If you're a QAnon believer, then, sure, it feeds into your fantasy of a coming "storm" in which all the liberal and RINO pedophiles will be rounded up and swiftly brought to justice (Gitmo, mass summary executions).

But to everyone else, this is primarily intended as the ultimate form of cancel culture. It's part of the right's campaign of political eliminationism. We know that the right doesn't believe that Democratic votes are legitimate or that Democratic candidates who win were elected fairly. This is a way of saying we don't deserve to be heard at all. It's an attempt to portray all speech on behalf of LGBT people, or at least LGBT youths, as suspect and dangerous.

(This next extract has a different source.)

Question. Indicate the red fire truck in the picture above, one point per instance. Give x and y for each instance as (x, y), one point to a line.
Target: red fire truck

It could, obviously, lead to deadly consequences. We'll see what happens if (when?) a target singled out by Greene, DeSantis, or one of the other gender McCarthyites is wounded or killed. I'm sure it will be similar to what happened when Bill O'Reilly, then the biggest star on Fox News, repeatedly denounced a prominent abortion doctor, George Tiller, as a "baby-killer" -- also a charge that would seemingly mark Tiller for literal or at least societal elimination -- after which the doctor was murdered.
... many anti-choice groups quickly condemned the murder and attempted to separate themselves from the actions of the killer. Even Operation Rescue, which made Tiller a special target of its harassment over the years, denounced the killing as “vigilantism” and a “cowardly act.”

... O’Reilly did briefly say, “Americans should condemn the murder of Dr. George Tiller,” but he then quickly segued into more attacks on Tiller....
When I heard about Tiller’s murder, I knew pro-abortion zealots and Fox News haters would attempt to blame us for the crime, and that’s exactly what has happened....

No backpedaling here ... Every single thing we said about Tiller was true....

Now, it’s clear that the far left is exploiting — exploiting — the death of the doctor. Those vicious individuals want to stifle any criticism of people like Tiller. That — and hating Fox News — is the real agenda here. Finally, if these people are soooo compassionate — — so very compassionate, so concerned for the rights and welfare of others — maybe they might have written something, one thing, about the 60,000 fetuses that will never become American citizens. Or am I wrong?
Some of the people shouting "Groomer!" will say they're shocked and appalled if their demonization leads to violence. Others, after perfunctorily condemining the violent act, will double down. Like O'Reilly, those in the latter group will probably suffer no negative career consequences. But the official word will be that violence is the wrong approach.

And that will be largely sincere, because most Republicans don't want us all executed. They just want political control. They like having us around as enemies to demonize, as long as we never win.